The manoeuvre is repeated three times, and if it is effective, at each  time the nystagmus progressively reduces until it disappears.

 

BPPV IN THE APOGEOTROPIC FORM: OTOCONIAL MASS IN THE AMPULLARY (SHORT) ARM.

 Once identified the involved side, we proceed first with the transformation’s manoeuvre from the apogeotropic to the geotropic form.

 

We start from the same position as we described before.

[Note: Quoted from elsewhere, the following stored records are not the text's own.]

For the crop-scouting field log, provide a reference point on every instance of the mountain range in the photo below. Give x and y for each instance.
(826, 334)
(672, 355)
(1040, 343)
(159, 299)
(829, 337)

The patient, sitting with his legs hanging out the bed, is quickly tilted on the involved side until arrives with his head  on our hand closed in fist where he lay his head

 

This positioning manoeuvre generates apogeotropic nystagmus, which means it beats upwards,  which tends after a little time to disappear completely, sometimes it can persist for longer but anyway a progressive reduction of the angular slow-phase velocity (ASPV) will be observed.

 

 

If the transformation manoeuvre is effective, we observe, the reappearance of the nystagmus (Apogeotropic) previously described or the increase of the angular slow-phase velocity (AVSP) if the previous nystagmus wasn’t completely exhausted.

The observation of the nystagmus described in the second step indicates the sliding of the otoconial debris towards the non-ampullary arm.

The patient is returned now to a sitting position with a quick movement.

 

The manoeuvre is repeated three times, and if it is effective, at each time the intensity of the nystagmus reduces progressively until it disappears.

Then it is performed the Pagnini-McClure manoeuvre to confirm the transformation from the apogeotropic into the geotropic form.

Now it is possible to perform the liberating manoeuvre above described.

The unsuccessful transformation from the apogeotropic into the geotropic form is due to otoconial debris adhered to the ampullary cupula, or there is a narrow tract in the semicircular canal that hampers the slipping of the otoconial debris.

When the otoconial mass finds an obstacle stops its sliding towards the utricle and comes back.

In this case, we recommend not insisting on performing other maneuvers, because they only generate vertigo without any resolution of the PPVB that we want to treat.

Better to advise patients to perform “forced decubitus” as Professor Vannucchi described.